I was just playing with a rubber band and I tried to stretch it and it broke. I then started stretching other parts of the same band and they broke. It’s an old rubber band that’s degraded so much that it easily fragments into small pieces at the very slightest bit of stress. It’s like the inanimate version of me.
This reminds me that I should go home and check the expiration date on some of those condoms I’ve been storing since university. Wouldn’t want them fragmenting into pieces under all the stress of sex.
Astronaut- “Houston, I think we have a problem. The shuttle is starting to melt on re-entry into the Earth’s atmosphere.”
Nasa Controller - “Is the shuttle melting or the outer shell of the shuttle is melting?”
Astronaut - “Wait, let me go to the window and check. You’re right, it’s the thin layer of rubber that’s around the shuttle that’s melting.”
Nasa Controller – “Can you do a U’ee and back out of there before our boys are splattered all over the Earth?”

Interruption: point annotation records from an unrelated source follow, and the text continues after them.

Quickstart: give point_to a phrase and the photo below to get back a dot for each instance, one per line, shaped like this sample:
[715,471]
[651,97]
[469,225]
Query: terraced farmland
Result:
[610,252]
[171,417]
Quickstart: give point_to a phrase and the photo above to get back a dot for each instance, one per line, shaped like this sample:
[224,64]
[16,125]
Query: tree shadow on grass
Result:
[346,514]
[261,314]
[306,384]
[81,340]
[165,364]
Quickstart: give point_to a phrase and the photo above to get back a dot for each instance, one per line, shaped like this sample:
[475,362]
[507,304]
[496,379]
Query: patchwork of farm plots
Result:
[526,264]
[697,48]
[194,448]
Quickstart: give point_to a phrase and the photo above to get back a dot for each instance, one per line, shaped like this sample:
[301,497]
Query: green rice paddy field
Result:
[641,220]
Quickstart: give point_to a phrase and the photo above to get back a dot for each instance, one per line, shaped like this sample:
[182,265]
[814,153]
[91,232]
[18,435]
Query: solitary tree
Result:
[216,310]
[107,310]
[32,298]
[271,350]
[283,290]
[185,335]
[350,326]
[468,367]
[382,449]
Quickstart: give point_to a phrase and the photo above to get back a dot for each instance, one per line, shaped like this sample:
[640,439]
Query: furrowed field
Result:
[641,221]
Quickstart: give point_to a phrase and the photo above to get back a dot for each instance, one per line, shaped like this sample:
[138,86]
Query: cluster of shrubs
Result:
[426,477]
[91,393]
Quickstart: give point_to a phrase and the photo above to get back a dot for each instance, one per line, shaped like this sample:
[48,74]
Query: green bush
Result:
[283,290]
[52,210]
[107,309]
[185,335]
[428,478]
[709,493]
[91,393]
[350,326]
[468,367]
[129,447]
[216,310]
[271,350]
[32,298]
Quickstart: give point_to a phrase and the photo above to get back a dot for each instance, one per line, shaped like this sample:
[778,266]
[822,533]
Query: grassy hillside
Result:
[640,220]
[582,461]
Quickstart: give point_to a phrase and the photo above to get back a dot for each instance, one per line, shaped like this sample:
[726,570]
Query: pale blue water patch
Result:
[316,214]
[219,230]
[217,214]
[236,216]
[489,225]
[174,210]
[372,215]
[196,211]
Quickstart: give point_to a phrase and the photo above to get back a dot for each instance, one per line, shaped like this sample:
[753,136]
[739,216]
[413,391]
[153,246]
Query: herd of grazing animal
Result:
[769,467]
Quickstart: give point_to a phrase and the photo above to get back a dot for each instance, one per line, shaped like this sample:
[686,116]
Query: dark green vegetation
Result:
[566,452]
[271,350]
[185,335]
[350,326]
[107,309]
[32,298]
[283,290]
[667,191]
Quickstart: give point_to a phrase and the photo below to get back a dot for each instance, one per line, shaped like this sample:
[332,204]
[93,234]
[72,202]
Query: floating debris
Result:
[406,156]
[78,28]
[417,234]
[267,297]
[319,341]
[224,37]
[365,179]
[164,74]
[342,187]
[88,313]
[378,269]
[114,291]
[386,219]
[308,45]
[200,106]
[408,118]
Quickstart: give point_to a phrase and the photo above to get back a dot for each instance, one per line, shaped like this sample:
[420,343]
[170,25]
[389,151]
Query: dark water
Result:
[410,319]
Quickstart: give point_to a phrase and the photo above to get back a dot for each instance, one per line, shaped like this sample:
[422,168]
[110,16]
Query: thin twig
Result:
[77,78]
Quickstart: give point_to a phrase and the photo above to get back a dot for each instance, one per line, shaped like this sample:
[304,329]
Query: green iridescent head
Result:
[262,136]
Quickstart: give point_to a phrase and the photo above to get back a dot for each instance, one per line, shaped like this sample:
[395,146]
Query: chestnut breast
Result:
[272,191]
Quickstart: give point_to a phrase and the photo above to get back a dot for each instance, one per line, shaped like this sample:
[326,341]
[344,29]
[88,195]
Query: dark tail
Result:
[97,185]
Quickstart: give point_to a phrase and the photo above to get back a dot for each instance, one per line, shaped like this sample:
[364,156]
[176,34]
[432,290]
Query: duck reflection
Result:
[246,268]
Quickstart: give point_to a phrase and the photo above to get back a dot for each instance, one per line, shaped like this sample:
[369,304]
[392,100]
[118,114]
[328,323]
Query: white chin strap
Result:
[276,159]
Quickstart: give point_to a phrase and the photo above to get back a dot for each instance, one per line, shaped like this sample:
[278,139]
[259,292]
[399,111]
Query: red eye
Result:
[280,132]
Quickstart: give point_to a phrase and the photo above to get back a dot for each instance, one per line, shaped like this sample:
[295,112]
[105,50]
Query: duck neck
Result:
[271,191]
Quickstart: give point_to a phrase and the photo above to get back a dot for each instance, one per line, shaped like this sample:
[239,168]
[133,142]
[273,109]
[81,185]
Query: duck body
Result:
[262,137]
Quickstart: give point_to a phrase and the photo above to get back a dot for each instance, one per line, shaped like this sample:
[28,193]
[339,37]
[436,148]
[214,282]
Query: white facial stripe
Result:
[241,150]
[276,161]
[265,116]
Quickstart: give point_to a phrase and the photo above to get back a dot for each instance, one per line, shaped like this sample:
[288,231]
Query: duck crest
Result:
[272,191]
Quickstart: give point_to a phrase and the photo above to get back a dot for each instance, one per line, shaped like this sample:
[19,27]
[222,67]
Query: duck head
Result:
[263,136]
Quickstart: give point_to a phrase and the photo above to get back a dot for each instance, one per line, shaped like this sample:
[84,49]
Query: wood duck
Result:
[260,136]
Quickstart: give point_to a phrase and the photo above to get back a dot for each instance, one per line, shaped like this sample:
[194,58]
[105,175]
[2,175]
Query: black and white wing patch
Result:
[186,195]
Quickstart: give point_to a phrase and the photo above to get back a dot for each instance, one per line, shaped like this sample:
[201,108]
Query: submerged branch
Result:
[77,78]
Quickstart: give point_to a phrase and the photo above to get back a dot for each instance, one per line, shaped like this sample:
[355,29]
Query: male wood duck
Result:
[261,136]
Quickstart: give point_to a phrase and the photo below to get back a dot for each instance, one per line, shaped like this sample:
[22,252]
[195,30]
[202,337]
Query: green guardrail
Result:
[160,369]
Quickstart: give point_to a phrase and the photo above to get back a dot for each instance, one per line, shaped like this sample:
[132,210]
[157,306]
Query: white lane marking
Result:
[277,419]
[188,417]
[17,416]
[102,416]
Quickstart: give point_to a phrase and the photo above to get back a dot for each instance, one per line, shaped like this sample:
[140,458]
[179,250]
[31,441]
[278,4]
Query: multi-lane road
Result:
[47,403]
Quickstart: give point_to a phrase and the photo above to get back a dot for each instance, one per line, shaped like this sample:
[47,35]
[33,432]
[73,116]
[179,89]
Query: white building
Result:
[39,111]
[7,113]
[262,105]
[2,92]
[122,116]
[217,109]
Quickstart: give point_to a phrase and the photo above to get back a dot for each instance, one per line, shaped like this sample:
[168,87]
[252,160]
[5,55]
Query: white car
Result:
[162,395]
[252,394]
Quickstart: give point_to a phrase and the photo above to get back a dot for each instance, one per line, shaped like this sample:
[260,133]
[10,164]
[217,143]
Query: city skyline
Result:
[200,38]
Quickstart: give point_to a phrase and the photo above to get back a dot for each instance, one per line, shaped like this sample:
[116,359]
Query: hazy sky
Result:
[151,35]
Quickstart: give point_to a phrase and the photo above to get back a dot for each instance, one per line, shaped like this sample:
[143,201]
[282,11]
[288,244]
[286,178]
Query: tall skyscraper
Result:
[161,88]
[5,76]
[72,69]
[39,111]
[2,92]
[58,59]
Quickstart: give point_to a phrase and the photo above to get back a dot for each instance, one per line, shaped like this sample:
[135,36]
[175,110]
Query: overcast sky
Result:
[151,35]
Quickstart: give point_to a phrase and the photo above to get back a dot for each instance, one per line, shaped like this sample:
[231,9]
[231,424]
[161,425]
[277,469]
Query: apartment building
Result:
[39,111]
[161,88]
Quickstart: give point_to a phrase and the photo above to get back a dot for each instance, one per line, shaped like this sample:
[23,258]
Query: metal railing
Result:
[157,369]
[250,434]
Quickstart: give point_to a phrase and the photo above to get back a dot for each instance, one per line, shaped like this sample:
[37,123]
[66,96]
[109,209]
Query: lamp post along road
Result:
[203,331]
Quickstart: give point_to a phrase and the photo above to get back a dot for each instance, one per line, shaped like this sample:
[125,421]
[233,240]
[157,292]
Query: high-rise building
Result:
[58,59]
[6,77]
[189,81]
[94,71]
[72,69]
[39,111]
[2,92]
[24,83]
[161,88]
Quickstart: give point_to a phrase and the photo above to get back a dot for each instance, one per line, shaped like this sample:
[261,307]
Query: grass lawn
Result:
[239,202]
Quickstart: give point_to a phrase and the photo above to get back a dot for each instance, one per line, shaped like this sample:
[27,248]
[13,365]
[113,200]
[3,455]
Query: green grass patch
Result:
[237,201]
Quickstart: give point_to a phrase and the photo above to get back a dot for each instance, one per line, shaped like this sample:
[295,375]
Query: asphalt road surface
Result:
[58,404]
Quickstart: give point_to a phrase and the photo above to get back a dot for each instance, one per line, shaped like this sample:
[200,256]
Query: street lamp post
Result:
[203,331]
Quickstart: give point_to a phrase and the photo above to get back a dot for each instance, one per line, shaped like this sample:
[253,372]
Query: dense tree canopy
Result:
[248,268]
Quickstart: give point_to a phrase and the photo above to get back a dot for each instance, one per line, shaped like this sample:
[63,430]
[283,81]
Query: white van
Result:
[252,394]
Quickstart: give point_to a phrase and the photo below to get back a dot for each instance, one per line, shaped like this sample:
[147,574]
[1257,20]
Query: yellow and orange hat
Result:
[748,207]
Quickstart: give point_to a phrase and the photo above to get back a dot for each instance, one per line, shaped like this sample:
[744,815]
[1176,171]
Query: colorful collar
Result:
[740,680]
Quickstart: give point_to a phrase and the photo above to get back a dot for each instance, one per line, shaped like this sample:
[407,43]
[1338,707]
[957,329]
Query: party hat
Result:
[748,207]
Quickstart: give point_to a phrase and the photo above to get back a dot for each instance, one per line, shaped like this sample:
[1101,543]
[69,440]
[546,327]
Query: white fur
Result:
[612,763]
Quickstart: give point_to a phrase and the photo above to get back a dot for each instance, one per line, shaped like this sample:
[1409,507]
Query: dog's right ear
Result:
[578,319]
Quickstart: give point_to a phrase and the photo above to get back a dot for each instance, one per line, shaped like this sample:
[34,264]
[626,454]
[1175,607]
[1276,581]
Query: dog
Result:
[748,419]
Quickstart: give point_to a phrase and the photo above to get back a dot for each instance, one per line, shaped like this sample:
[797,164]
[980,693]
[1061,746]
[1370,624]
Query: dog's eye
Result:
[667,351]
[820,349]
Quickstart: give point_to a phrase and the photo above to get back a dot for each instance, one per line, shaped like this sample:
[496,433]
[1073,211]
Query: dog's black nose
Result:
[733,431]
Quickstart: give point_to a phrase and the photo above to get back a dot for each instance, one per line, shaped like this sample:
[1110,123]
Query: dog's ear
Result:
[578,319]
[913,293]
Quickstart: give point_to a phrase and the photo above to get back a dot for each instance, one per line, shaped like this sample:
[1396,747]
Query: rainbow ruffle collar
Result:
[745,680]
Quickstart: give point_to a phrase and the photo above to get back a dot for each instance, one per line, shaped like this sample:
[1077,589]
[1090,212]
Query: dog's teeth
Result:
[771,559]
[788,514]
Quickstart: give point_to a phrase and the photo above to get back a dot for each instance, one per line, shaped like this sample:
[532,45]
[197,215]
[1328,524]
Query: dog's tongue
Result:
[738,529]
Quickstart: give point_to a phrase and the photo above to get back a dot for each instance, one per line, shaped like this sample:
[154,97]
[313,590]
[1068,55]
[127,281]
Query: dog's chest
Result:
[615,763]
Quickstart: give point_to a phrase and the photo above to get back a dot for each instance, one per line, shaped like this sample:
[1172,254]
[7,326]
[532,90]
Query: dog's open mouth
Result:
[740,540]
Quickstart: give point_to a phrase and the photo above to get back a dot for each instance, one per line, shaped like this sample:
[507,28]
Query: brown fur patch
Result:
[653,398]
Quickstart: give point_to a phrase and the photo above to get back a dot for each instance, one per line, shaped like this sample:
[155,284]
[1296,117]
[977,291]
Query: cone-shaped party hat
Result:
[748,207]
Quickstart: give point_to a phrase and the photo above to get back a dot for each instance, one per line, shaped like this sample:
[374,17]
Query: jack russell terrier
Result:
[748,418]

Astronaut – “Impossible Houston, we’ve already entered there’s no going back.”
Nasa Controller – “Well I guess we’ll just have to pray that the rubber holds up.”
Astronaut – “Roger that Houston, don't worry we're coming home.”
Anyhow, I know what you’re thinking – Shaky hasn’t had sex since university; that’s why he has old condoms lying around. You are so wrong. If you come over tonight I’ll show you how wrong you are.